Prior to joining iland, I spent some time as a Cloud Solutions Architect with Microsoft Azure. On one of the projects I was working on, the customer had decided to split their workloads between Azure, AWS and a couple of VMware vCAN clouds, as well as keeping some VMware workloads running in their own data centres. They made the decision from the outset to put in an MPLS cloud that would connect their various office locations with the cloud providers, so high-speed connectivity would not be an issue. The initial requirements were all traditional virtual machine-based implementations using Windows and Linux, and they were building clustered “design for failure” applications that incorporated most of the clouds all the time. Some of the applications even used back-end object storage that stored data in either Azure Blob storage or Amazon S3.

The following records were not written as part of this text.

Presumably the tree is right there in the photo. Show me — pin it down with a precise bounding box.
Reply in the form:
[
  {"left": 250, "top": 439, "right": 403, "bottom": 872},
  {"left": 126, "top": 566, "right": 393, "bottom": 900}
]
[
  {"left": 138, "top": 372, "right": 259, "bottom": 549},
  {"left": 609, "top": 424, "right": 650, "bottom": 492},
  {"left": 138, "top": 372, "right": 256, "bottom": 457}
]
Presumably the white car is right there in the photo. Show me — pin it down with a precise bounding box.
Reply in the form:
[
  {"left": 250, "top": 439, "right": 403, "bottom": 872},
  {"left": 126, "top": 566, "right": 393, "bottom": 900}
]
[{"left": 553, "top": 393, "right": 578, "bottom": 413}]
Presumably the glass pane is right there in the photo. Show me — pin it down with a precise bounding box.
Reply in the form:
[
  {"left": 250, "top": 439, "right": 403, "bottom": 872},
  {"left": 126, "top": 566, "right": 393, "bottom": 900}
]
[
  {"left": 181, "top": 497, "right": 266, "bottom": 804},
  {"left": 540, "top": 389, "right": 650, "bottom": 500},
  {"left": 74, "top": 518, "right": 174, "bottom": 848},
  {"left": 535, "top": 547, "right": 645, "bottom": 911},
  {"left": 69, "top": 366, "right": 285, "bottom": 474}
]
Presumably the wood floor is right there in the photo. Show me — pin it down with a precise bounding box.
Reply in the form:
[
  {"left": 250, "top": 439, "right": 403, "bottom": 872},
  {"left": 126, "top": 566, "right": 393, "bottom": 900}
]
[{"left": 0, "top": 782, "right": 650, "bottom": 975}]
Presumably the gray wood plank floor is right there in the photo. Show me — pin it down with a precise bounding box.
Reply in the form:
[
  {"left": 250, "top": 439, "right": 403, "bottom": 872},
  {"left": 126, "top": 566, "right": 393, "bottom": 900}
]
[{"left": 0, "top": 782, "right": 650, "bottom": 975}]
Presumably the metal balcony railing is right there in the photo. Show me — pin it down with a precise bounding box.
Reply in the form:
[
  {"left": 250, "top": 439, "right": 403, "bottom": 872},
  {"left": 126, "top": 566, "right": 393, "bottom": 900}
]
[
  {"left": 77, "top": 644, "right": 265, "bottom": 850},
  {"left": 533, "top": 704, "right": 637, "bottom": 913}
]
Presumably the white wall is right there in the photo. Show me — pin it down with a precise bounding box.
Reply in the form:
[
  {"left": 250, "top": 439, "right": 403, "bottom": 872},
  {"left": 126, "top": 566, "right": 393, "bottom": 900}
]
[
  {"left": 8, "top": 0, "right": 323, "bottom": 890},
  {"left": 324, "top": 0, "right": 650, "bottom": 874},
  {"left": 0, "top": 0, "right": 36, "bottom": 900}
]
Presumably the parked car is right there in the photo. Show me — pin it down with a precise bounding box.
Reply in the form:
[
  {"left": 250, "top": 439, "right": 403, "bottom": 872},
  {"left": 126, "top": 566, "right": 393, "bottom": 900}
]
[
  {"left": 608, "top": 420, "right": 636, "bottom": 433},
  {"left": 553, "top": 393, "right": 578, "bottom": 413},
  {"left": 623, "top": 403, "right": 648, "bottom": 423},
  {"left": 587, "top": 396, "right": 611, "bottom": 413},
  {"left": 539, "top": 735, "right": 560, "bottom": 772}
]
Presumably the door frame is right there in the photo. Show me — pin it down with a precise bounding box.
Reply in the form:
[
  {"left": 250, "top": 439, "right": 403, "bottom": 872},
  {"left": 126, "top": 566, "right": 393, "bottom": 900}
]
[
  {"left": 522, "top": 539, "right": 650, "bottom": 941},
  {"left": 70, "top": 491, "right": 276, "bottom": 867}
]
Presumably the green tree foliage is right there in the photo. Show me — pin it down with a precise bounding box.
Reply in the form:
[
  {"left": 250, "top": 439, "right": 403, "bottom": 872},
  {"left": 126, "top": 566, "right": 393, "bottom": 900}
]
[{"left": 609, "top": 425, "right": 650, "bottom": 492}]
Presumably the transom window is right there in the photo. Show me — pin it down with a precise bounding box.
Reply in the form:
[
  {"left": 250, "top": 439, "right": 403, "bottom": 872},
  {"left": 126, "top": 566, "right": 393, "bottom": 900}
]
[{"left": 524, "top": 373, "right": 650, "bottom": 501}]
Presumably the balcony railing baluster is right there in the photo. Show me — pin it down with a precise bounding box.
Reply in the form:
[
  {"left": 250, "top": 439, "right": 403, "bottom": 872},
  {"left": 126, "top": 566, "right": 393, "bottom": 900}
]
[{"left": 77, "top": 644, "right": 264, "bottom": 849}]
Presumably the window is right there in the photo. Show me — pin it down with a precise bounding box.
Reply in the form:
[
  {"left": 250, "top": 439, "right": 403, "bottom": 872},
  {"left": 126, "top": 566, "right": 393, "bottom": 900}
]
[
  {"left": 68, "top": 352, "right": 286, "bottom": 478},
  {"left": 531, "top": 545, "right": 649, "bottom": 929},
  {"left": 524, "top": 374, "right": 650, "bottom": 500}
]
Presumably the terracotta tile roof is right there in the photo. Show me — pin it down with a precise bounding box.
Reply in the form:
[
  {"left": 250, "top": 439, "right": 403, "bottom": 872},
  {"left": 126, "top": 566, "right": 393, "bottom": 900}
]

Coming back to iland, we are now working closely with Managed Service Providers who either have their own VMware-based facilities and are using iland for DRaaS and/or backup, or who might be working with another VMware vCAN partner and, again, use iland for DRaaS and/or backup. In this way, the MSP is not tightly coupled to either the production or the DR/backup facility. If the customer choses to part ways with the MSP, all their “stuff’” does not necessarily need to be moved to another location.
In the near future, I foresee situations where an MSP might be managing traditional VM-based facilities in iland or another vCAN partner, while simultaneously having some of the new “cloud native” applications running in AWS, Azure or GCE. As iland runs in carrier-neutral data centres, often the exact same facilities that are used by the Big 3, it is very easy to provide a high-speed cross-connect between iland and AWS Direct Connect or Azure ExpressRoute.
So, in summary, when deploying services to the cloud, explore all the options available. Are you prepared to “double up” or even “triple up” to get the availability you need? Or, are you prepared to take the risk? It’s “just IT” under the covers and things will go wrong— no matter how shiny the marketing looks.
Take advantage of multiple cloud vendors for the reasons discussed, but not to the extent of making things unmanageable.